Looking for something to do this weekend? Go see Shakespeare in Love at the Shakespeare Theater of New Jersey. There are five remaining shows before the productions close this Sunday. Student rush tickets can be purchased with a student ID for $25 cash or $28 with card a half an hour before show time.

The play is all about Shakespeare’s process of writing one of his most famed tragedies, Romeo and Juliet. While Shakespeare in Love is a comedy, there are many dramatic parts just as in Shakespeare’s own plays. Stefanie Defronzo (‘20) said, “The Shakespeare Theatre never disappoints. Shakespeare in Love was a beautiful, comedically tragic masterpiece.”

Although the play was about Shakespeare, his character, played by Jon Barker, was altogether unmemorable. This is not to discredit Barker as an actor, nor to discredit the writers. However, his character as whole paled in comparison to other characters.

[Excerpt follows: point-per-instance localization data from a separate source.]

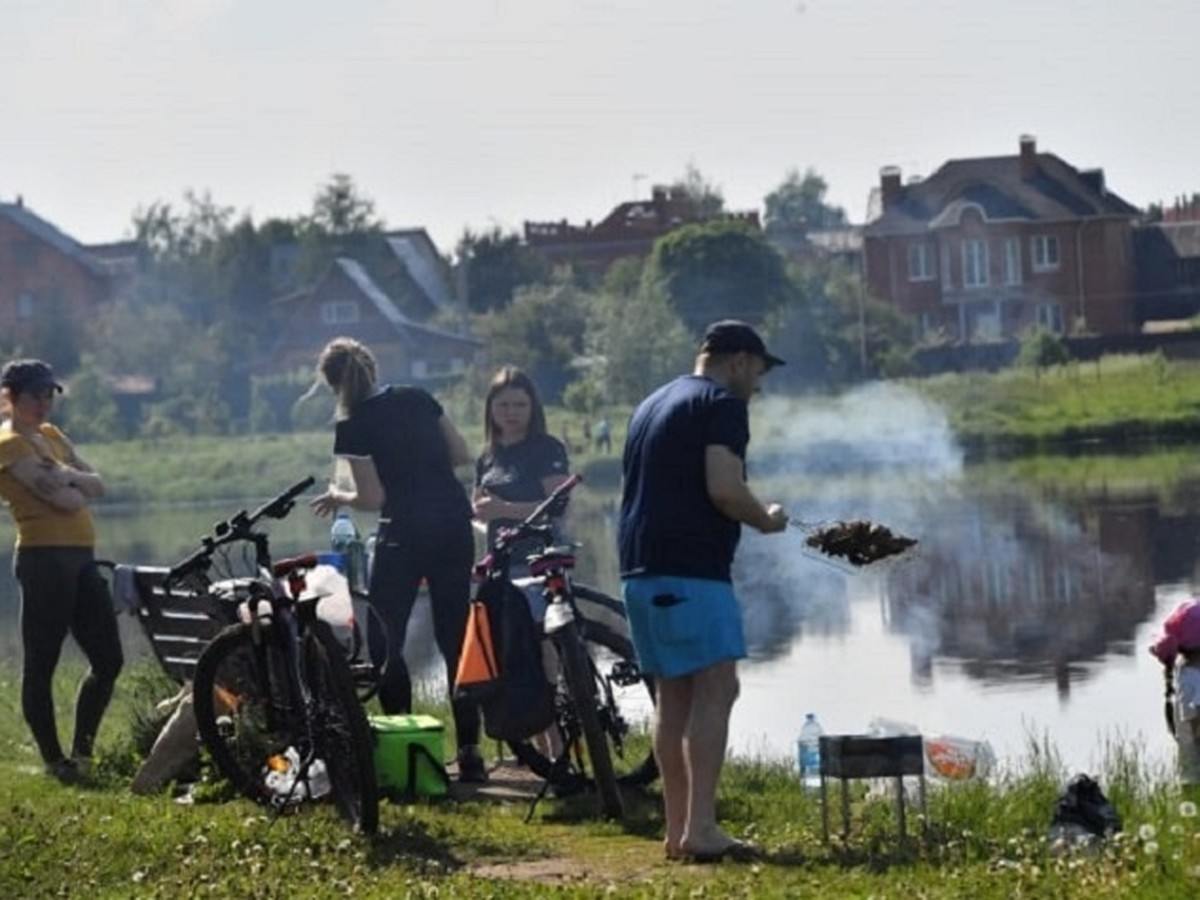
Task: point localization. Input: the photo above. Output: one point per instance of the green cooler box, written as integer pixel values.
(408, 755)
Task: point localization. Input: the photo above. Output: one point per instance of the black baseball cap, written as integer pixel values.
(23, 375)
(736, 336)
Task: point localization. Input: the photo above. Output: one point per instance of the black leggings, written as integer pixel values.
(61, 591)
(442, 555)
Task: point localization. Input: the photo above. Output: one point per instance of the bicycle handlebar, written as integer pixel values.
(238, 527)
(552, 507)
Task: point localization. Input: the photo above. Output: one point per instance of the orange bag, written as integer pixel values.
(478, 673)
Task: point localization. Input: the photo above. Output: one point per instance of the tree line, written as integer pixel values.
(199, 311)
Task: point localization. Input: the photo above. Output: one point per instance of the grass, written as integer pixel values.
(981, 839)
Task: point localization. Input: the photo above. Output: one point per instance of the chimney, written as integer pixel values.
(1029, 157)
(889, 185)
(1093, 179)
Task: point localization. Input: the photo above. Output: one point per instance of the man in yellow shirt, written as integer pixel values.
(48, 490)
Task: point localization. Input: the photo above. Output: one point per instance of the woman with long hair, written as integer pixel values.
(402, 450)
(48, 489)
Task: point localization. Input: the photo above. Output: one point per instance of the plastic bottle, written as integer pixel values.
(343, 538)
(808, 751)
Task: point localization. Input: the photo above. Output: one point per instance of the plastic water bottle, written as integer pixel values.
(808, 751)
(342, 533)
(343, 538)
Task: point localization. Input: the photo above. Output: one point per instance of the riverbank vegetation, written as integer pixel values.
(981, 839)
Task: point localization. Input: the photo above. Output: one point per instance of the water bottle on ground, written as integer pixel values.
(808, 751)
(343, 538)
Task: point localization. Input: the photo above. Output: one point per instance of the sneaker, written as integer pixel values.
(471, 766)
(65, 772)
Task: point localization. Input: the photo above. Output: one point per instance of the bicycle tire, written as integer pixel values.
(341, 730)
(245, 711)
(603, 623)
(580, 675)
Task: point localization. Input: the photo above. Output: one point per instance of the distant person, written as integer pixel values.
(683, 503)
(521, 463)
(402, 451)
(1177, 647)
(604, 436)
(48, 489)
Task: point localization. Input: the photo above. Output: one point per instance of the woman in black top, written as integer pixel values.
(402, 450)
(521, 463)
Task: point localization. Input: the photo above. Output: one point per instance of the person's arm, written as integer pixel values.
(49, 483)
(456, 445)
(366, 492)
(83, 477)
(731, 495)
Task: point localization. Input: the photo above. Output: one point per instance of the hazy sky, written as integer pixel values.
(472, 113)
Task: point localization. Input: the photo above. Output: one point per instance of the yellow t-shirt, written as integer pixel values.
(39, 523)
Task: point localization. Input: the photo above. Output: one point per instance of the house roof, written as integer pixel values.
(24, 219)
(408, 331)
(415, 251)
(994, 185)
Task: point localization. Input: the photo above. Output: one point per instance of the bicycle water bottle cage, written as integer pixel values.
(551, 559)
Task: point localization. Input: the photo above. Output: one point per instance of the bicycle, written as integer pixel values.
(274, 694)
(591, 639)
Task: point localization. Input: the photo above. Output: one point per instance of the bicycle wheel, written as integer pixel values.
(605, 633)
(246, 711)
(580, 675)
(341, 735)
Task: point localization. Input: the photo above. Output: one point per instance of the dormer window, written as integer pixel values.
(921, 262)
(339, 312)
(1044, 251)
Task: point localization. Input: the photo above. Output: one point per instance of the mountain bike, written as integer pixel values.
(274, 694)
(598, 684)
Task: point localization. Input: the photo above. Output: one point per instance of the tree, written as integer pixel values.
(340, 208)
(719, 269)
(799, 203)
(497, 264)
(541, 331)
(635, 343)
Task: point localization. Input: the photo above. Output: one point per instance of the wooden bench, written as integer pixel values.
(179, 623)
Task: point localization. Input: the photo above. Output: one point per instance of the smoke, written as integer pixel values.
(862, 455)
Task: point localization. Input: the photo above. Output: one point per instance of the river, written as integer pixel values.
(1021, 616)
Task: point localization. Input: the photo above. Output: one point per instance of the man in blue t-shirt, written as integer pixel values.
(683, 504)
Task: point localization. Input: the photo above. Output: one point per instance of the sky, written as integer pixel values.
(478, 113)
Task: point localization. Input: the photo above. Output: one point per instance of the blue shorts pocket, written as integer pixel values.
(676, 623)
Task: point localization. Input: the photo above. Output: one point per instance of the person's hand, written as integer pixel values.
(777, 520)
(324, 504)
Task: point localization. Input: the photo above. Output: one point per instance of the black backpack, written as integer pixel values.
(522, 702)
(1083, 804)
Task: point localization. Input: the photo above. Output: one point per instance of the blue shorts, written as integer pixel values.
(682, 625)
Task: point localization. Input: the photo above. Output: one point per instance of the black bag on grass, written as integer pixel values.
(1083, 805)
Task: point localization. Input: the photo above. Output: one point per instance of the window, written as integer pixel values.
(921, 262)
(975, 264)
(1050, 318)
(339, 312)
(1012, 261)
(1044, 250)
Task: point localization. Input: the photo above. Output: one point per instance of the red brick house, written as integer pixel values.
(347, 301)
(51, 281)
(628, 231)
(985, 249)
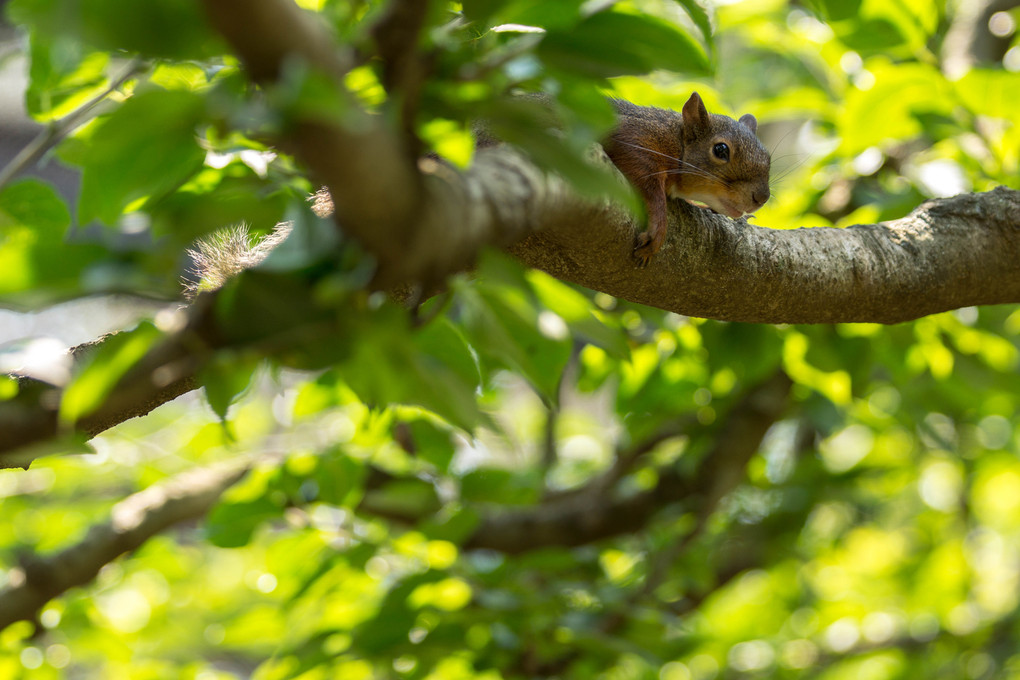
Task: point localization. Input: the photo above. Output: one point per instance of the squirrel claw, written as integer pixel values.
(645, 250)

Leading lady Viola de Lesseps, played by Whitney Maris Brown, did a stunning job.  During parts of the play Viola was disguised as a man because she wanted to be an actor. This involved several quick costume changes. However, Brown handled them all with finesse and entered the stage with not even a hair out of place. Erika Rolfsrud, who played Queen Elizabeth and Viola’s nurse, also gave a memorable performance. Both her characters provided a significant amount of the comedy in the production. She had perfect timing on all of her quips and overall did an excellent job balancing the two vastly different roles.

Dublin Delancy McFinnigan, who played Spot, was a crowd favorite, mainly because he is a dog. The little Boston Terrier spent a total of two minutes on the stage but gave an excellent performance nonetheless. McFinnigan was given a headshot and a small biography in the Playbill along with the rest of the of the cast. Defronzo adds, “The dog was a shining treasure.”

The set for the production was simple and practical but still lovely. It had two levels with multiple places to enter the stage. This made the stage look bigger than it was.

The costumes were stunning. Kit Marlowe’s only costume was one of the most intricate. The beautiful texture could be seen from the audience. Viola’s dresses were something out of a dream. Each one was intricately detailed and looked as if it were made of the best materials. Perhaps the most bizarre article of clothing was Queen Elizabeth’s full hoop skirt, which Rolfsrud somehow managed to sit down in.

The music, which was mostly Irish folk music, was well chosen and set the mood for the production. The cast also sang at some points in the play, and although it was not a musical, their voices were good overall. In general, the sound was well done. However, there were a few times where it was difficult to hear some members of the cast.

Can’t make it to see Shakespeare in Love? It’s a Wonderful Life: a Live Radio Play opens on November 30.